We got a call about three o’clock the other afternoon from someone who wanted to come in that afternoon and file bankruptcy that day.
When my partner hesitated, the caller responded, “Well , you are open now aren’t you?”
I had a mental image of one of those parking lot, drive up coffee vendors, selling “bankruptcy” instead of java. Would that the information gathering for bankruptcy was that easy.
When Congress “reformed” bankruptcy, they added pointless additional hoops to jump through. They hoped that it would seem too daunting for people to use bankruptcy.
All Congress succeeded in doing was making attention to detail and a good bankruptcy lawyer more important. It didn’t extinguish the need for bankruptcy.
Nor did “reform” make bankruptcy any less effective.
What bankruptcy requires
The general “bankruptcy bargain” is that the debtor provides full financial disclosure and the system provides a discharge of debts. (It’s somewhat more complicated than that, but that describes the overview).

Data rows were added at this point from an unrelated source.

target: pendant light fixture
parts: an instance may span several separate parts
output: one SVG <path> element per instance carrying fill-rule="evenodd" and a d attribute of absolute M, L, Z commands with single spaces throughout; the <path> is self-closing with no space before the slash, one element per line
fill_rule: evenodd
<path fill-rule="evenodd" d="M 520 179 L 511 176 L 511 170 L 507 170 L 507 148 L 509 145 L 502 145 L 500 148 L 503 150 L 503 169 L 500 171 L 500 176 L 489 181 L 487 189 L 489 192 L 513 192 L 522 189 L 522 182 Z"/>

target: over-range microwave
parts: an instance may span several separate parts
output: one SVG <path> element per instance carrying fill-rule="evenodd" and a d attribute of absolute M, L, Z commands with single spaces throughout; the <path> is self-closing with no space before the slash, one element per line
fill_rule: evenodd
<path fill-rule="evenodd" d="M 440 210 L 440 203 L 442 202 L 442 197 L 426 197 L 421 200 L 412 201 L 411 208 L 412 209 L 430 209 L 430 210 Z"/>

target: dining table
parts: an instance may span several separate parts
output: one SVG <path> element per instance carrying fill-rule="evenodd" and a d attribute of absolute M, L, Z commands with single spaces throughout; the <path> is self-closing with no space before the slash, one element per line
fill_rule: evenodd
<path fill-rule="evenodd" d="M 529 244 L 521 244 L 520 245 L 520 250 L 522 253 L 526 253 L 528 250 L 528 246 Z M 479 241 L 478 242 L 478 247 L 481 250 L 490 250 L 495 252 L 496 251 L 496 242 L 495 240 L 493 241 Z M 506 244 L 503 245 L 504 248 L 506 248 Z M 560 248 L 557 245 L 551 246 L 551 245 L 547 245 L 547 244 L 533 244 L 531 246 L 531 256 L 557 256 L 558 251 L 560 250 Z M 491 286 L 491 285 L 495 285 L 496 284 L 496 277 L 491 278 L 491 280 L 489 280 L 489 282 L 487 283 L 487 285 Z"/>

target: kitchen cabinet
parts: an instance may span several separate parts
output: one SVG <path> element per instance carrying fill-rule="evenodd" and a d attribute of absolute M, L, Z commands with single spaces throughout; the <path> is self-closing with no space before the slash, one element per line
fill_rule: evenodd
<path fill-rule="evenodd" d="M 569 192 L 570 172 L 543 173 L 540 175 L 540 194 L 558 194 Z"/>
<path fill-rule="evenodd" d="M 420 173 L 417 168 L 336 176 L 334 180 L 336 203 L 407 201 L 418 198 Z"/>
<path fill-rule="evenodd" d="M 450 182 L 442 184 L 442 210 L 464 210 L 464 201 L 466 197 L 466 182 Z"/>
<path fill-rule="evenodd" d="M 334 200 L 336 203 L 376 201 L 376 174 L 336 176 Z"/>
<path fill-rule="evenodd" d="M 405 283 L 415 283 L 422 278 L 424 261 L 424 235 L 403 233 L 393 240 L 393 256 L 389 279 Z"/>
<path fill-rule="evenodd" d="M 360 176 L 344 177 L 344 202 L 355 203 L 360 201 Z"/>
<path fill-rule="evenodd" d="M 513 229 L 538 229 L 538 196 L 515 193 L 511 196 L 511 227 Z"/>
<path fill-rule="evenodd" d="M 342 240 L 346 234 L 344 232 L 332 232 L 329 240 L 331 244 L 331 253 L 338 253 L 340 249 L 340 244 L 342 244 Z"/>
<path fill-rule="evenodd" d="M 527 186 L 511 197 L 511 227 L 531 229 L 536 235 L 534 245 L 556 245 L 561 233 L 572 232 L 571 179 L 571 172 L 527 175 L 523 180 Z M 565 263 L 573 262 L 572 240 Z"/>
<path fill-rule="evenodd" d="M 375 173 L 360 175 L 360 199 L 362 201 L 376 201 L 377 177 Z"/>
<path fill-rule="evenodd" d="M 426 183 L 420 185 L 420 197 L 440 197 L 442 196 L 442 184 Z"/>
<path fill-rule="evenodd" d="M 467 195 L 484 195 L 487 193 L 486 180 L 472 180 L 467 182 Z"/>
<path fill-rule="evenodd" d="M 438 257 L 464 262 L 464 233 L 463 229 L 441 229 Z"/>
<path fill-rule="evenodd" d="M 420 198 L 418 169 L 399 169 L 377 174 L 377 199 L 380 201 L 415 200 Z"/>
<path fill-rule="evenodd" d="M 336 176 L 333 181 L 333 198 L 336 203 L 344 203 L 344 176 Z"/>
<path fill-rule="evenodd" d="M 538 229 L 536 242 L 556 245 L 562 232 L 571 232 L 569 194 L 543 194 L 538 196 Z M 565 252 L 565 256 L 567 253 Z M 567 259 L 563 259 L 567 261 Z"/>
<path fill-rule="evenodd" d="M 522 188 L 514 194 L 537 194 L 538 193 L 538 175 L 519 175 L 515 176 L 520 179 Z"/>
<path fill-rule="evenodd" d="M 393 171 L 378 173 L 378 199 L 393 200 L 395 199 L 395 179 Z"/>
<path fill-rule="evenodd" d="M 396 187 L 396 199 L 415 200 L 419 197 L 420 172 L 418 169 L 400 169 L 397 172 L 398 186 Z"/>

The bankruptcy papers include
- Future budget
- Financial history
- Means test information
- Intentions about secured debts
None of this is particularly difficult. It’s just required. And paper-heavy. More about your bankruptcy papers.
What client has to do
We’ve experienced a spate of clients who think that because they’ve signed a representation agreement and provided us with some information, their work is done.
Usually the information is incomplete, ’cause they either don’t read, don’t think about the “bankruptcy bargain”, or can’t believe that we really need all that information.
Believe me, we wouldn’t ask for it if it wasn’t necessary.
Staggering in our door and paying us money just gets you out of the starting blocks in the Bankruptcy Relay.
The finish line is getting the discharge, and there are miles to run between those two points.
I’ll pour a cup of coffee and get down to work.